Art. XXIV.—On Pithecanthropus erectus; by Professor L. Manouvrier of the Paris School of Anthropology.[1]
Extracts selected from two articles: "The Pithecanthropus erectus and the Theory of Evolution" (Revue Scientifique, 4me sér., t. v), and "Response to the Objections against the Pithecanthropus" (Bull. de la Soc. d'Anthrop. de Paris, 4me sér., t. vii). Translated by George Grant MacCurdy, M.A.
The Revue has already said a few words about an important scientific event which I now propose to discuss more fully.
It is a question of the discovery in Tertiary strata near Trinil, Java, of bones which seem to have belonged to a being intermediate between man and the anthropoids. This could be a precursor and perhaps an immediate ancestor of the human species, the link, heretofore lacking, of the chain which, according to the theory of evolution, ought to unite without interruption Homo sapiens with the rest of the animal kingdom. The author of this discovery is Mr. Eugene Dubois, physician in the Dutch army. The occasion was a vast geologic exploration made in Java, from 1890 to 1895, under the auspices of the government of Holland.
Such good fortune did not come to Mr. Dubois by hazard. He was attracted to the Indian archipelago in the hope of finding there, by means of important excavations about to be undertaken, the famous Missing Link theoretically foreseen, the existence of which should antedate Quaternary times. Certain hypotheses even considered the "Iles de la Sonde" as a possible cradle of the human race. Mr. Dubois, then, was guided by theoretic views; and if he has been fortunate in his research he has merited it by his competence as geologist and anatomist, also by the talent with which he has known how to turn his discovery to account.
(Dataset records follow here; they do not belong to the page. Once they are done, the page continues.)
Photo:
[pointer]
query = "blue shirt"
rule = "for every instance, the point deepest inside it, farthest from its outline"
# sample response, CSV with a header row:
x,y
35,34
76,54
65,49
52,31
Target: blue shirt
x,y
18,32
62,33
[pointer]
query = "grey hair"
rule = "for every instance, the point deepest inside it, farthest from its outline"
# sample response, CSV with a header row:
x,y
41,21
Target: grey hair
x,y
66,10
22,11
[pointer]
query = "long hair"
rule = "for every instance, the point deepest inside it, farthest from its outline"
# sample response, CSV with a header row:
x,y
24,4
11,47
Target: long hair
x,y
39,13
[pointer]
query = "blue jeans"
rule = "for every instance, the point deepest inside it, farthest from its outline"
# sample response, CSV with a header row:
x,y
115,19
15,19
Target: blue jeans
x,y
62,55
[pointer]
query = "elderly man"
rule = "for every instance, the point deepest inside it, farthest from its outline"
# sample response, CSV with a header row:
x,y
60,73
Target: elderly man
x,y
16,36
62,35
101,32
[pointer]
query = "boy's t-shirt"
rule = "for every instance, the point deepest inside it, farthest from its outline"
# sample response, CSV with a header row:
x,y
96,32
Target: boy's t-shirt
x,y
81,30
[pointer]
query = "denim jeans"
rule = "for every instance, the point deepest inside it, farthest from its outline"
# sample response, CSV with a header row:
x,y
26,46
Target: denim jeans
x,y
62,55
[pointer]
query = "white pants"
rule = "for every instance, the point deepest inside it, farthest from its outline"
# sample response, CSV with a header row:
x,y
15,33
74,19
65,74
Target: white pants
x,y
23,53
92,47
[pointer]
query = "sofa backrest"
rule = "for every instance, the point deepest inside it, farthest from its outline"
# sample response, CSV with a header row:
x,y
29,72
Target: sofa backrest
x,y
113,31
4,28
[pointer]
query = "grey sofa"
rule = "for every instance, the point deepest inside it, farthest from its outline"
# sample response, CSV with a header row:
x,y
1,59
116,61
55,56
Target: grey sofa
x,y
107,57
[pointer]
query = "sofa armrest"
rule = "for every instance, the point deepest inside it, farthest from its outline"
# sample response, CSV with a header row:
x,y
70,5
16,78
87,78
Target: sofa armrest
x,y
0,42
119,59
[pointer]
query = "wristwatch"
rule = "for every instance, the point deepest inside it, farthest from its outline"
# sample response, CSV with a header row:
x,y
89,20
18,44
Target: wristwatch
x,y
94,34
It is all very well to find an inscription, it is another thing to decipher it. This latter task, as will be seen farther on, presented great difficulties which Mr. Dubois has overcome in a most creditable manner.
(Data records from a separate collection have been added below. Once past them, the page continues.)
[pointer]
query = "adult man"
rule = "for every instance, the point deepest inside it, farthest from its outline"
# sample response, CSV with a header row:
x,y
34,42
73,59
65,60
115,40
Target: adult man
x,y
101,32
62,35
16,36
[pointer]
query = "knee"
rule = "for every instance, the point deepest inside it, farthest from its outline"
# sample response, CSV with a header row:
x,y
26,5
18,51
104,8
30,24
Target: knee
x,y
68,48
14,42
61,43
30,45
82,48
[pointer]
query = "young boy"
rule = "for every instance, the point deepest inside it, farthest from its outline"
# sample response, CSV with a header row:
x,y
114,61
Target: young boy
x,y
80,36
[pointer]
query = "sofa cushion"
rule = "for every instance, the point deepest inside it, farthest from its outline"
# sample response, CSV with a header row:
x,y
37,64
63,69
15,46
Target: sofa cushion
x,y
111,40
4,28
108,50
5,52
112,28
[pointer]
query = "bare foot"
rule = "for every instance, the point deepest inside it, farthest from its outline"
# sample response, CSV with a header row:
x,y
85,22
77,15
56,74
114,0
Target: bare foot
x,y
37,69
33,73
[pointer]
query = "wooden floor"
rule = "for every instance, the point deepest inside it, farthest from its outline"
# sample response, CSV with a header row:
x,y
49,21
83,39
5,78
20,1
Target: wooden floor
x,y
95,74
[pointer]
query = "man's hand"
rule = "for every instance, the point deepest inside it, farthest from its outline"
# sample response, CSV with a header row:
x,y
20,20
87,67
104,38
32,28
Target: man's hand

A very incomplete skull, two molar teeth picked up at a meter's distance from the skull, and a femur lying at some fifteen meters' distance, the whole enveloped in an earthy gang, very hard, and occurring in a bed which included other remains of a Pleistocene fauna to day for the most part extinct—such are the pieces of a more or less human appearance of which the specific determination was in question. It is obvious that
- ↑ Two illustrated papers on the Pithecanthropus erectus have already appeared in this Journal, both by Professor O. C. Marsh, who from the first regarded this new form as intermediate between man and the higher apes. See vol. xlix, p. 144, February, 1895; and vol. i, p. 475, June, 1896.—Ed.